Provisioning New Firewall Service
- Please identify the following requirements:
- IP space and VLAN of network to be firewalled
- Desired firewalled network/project name
- Identified application owners and rule approval delegates:
- Application Owners - Individuals (minimum of two) identified as the business owners of the network.
- Rule Approval Delegates - Individuals (minimum of two) identified as having sufficient technical expertise to review and approve submitted firewall rule changes as well as maintain current ruleset.
Desired firewalled rules
Default Template Rules - The Default Template is a tool that pre-defines rules using host groups for some of the most commonly found services on campus, including ssh, http/s, smtp etc; LNAs need only to identify the source addresses that can access their local resources (destination addresses).
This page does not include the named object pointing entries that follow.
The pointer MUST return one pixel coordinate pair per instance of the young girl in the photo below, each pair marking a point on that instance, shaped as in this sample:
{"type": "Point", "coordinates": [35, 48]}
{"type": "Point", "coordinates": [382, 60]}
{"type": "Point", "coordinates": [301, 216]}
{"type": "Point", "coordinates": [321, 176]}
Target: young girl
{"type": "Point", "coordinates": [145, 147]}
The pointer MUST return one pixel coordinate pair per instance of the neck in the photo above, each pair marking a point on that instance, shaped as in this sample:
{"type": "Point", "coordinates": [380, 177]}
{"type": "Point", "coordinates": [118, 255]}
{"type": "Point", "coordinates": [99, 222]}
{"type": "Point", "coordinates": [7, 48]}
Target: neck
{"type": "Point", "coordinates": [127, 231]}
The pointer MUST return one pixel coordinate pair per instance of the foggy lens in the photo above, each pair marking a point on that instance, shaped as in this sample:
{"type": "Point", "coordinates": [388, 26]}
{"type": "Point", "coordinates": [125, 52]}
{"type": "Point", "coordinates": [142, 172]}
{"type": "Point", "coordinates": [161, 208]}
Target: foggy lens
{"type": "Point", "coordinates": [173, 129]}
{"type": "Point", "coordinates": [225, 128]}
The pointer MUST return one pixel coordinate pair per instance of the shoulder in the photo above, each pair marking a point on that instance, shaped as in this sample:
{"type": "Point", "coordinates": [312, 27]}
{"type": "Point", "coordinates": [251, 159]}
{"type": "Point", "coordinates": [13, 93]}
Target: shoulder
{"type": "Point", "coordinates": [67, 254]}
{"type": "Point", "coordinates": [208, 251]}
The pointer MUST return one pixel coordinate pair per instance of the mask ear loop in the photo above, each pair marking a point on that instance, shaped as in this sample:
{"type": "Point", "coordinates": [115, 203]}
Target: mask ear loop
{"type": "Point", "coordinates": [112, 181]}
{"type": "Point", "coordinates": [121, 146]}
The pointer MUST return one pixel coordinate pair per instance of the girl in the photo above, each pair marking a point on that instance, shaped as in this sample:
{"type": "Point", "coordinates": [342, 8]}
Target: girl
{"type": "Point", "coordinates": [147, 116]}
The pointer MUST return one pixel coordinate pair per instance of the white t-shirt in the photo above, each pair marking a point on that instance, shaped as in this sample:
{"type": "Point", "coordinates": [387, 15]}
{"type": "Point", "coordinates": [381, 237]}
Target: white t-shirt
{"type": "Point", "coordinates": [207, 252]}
The default policy template is available, for review, in Excel (link) and PDF (link) formats. LNAs are asked to download and complete the Excel version of the default policy template, for submission of rulesets. Please note that the Default Template is required if using the NetDB Automation service.
Custom Policy Rules - Any required firewall service that will not be covered by the Default Template is considered a custom policy.
- Please identify any optional services:
- NetDB Automation
- Load Balancing
- Once you have determined the preceding requirements, complete the "Provisioning New Firewall Service Form" ( NewFWSvcFORM.doc ) and attach to your HelpSU request.